Le changement climatique s'accélère au-delà de ce qui était attendu. Les scientifiques rappellent l'urgence de réduire les émissions de gaz à effet de serre. Elles doivent cesser totalement d'ici 2100, il reste à peine quelques années pour réagir sous peine de créer des dégâts irréversibles pour toutes les civilisations. Voici le communiqué de presse des auteurs de "Copenhagen Diagnosis", un rapport prenant en compte les découvertes publiées depuis le dernier rapport du GIEC de 2007
La montée du niveau des mers au cours des 15 dernières années a dépassé de 80% les prévisions. Et maintenant, une hausse de 2 mètres d'ici 2100 est de l'ordre du possible. Cela veut dire que la nouvelle route du littoral devra être construite plus haut que ce qui était prévu au moment de la signature de son protocole de financement. (photo CF)
L'ensemble des glaces polaires et des glaciers du monde fondent à vitesse croissante. En Arctique, la disparition de la banquise s'accélère, et le niveau des mers monte plus rapidement que prévu. Ces conclusions proviennent d'une nouvelle synthèse scientifique rédigée par des climatologues mondialement reconnus.
Dans un rapport spécial, intitulé “The Copenhagen Diagnosis”, 26 chercheurs, dont beaucoup ont participé à la rédaction des rapports du GIEC, concluent que les prévisions passées étaient en deçà de ce que nous observons aujourd'hui. De nombreuses manifestations du changement climatique se produisent en effet actuellement soit à la vitesse maximale prévue il y a seulement quelques années, soit à un rythme supérieur.
Ce rapport indique clairement que, sans un effort significatif de modération des émissions de gaz à effet de serre, le réchauffement global pourrait atteindre les 7°C d'ici la fin du 21ème siècle.
“The Copenhagen Diagnosis”, qui a été rédigé au cours de cette dernière année, documente les découvertes récentes clés dans le domaine du changement climatique depuis la publication du 4ème rapport du GIEC en 2007.
Parmi les nouvelles découvertes publiées depuis 2007 :
Les mesures satellitaires et in situ mettent en évidence que les calottes glaciaires du Groenland et de l'Antarctique perdent toutes deux de plus en plus de masse, contribuant à une accélération de la montée du niveau des mers.
En Arctique, la banquise a reculé au-delà de ce qui avait été prévu par les modèles climatiques. Par exemple, l'étendue de glace de mer ayant fondu au cours des étés 2007 à 2009 était de 40% supérieure à la projection moyenne prévue par les modèles dans le dernier rapport du GIEC.

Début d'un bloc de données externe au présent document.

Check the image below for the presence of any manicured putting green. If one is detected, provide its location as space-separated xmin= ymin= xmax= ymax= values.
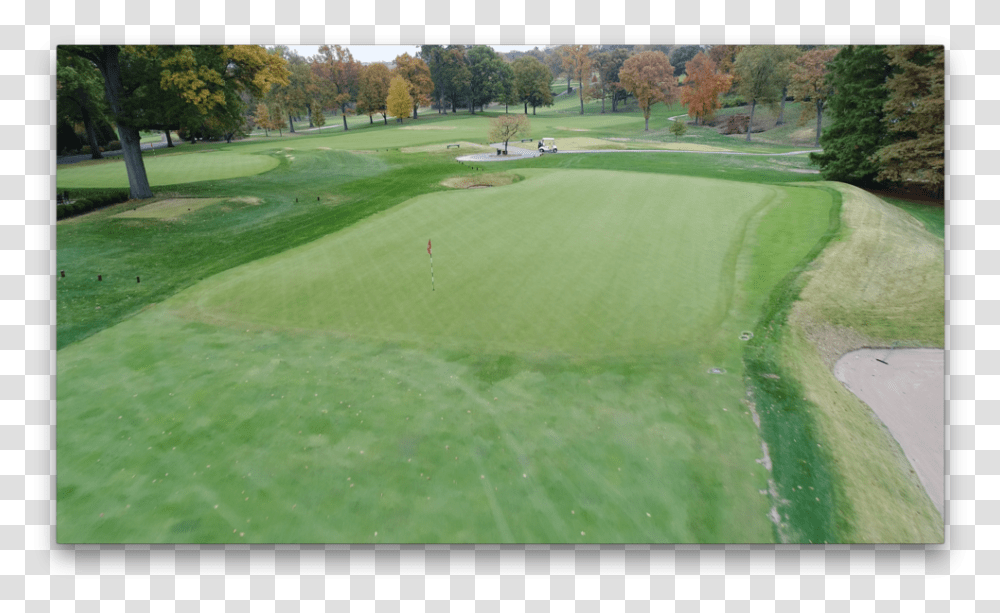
xmin=57 ymin=170 xmax=830 ymax=543
xmin=182 ymin=171 xmax=784 ymax=355
xmin=56 ymin=151 xmax=279 ymax=189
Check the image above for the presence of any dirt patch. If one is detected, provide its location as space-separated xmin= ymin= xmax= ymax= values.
xmin=441 ymin=172 xmax=521 ymax=189
xmin=833 ymin=349 xmax=944 ymax=515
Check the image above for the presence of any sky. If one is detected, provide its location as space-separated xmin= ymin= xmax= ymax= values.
xmin=288 ymin=45 xmax=545 ymax=64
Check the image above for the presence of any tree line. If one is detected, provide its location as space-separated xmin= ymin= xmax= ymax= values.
xmin=57 ymin=45 xmax=944 ymax=197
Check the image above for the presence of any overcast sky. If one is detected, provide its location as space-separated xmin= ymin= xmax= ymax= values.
xmin=288 ymin=45 xmax=544 ymax=63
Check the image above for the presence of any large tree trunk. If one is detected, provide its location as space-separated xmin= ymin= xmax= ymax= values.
xmin=80 ymin=104 xmax=104 ymax=160
xmin=97 ymin=45 xmax=153 ymax=199
xmin=774 ymin=85 xmax=788 ymax=126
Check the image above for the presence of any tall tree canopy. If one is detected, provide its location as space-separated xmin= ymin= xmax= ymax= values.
xmin=681 ymin=52 xmax=733 ymax=123
xmin=358 ymin=62 xmax=392 ymax=124
xmin=487 ymin=115 xmax=531 ymax=152
xmin=877 ymin=45 xmax=944 ymax=196
xmin=618 ymin=51 xmax=677 ymax=132
xmin=733 ymin=45 xmax=782 ymax=141
xmin=466 ymin=45 xmax=506 ymax=113
xmin=667 ymin=45 xmax=705 ymax=77
xmin=559 ymin=45 xmax=594 ymax=115
xmin=512 ymin=55 xmax=553 ymax=115
xmin=791 ymin=49 xmax=838 ymax=147
xmin=62 ymin=45 xmax=288 ymax=198
xmin=316 ymin=45 xmax=361 ymax=131
xmin=809 ymin=45 xmax=894 ymax=186
xmin=394 ymin=53 xmax=434 ymax=119
xmin=56 ymin=47 xmax=108 ymax=159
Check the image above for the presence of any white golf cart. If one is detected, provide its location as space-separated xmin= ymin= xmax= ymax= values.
xmin=538 ymin=138 xmax=559 ymax=153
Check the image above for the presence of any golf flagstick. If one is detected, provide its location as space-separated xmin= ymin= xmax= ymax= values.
xmin=427 ymin=239 xmax=434 ymax=292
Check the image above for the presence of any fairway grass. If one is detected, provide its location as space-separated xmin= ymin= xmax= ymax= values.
xmin=57 ymin=170 xmax=830 ymax=543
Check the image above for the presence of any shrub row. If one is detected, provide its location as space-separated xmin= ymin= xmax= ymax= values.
xmin=56 ymin=189 xmax=128 ymax=220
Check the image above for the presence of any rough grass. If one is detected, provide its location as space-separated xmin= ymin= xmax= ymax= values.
xmin=113 ymin=198 xmax=222 ymax=219
xmin=56 ymin=151 xmax=278 ymax=190
xmin=783 ymin=184 xmax=944 ymax=542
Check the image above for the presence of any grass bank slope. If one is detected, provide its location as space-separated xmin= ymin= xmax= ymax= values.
xmin=782 ymin=184 xmax=944 ymax=543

Le niveau de la mer a monté de plus de 5 centimètres au cours des 15 dernières années. C'est une élévation de 80% supérieure à celle des projections de l'avant dernier rapport du GIEC en 2001. Si l'on tient compte des calottes glaciaires et des glaciers, la montée du niveau des mers pourrait excéder 1 mètre en 2100, voire 2 mètres. C'est bien plus que ce qui avait été prévu. Au-delà de 2100, le niveau de la mer pourrait s'élever de plusieurs mètres pendant quelques siècles.
En 2008, les émissions de dioxyde de carbone par les combustions fossiles ont été d'environ 40% supérieures à celles de 1990. Si les émissions n'augmentent pas au-delà des taux actuels, le monde aura quand même émis, d'ici 20 ans, la quantité globale de gaz à effet de serre qu'il faudrait ne pas dépasser pour limiter le réchauffement global à 2 degrés Celsius.
Ce rapport conclut que les émissions globales doivent diminuer rapidement au cours des cinq à dix prochaines années si nous souhaitons que le monde ait une chance raisonnable d'éviter les impacts les plus dramatiques du changement climatique.
Pour stabiliser le climat, ce rapport préconise que les émissions de dioxyde de carbone et autres gaz à effet de serre à longue durée de vie doivent atteindre un seuil quasiment nul d'ici la fin de ce siècle.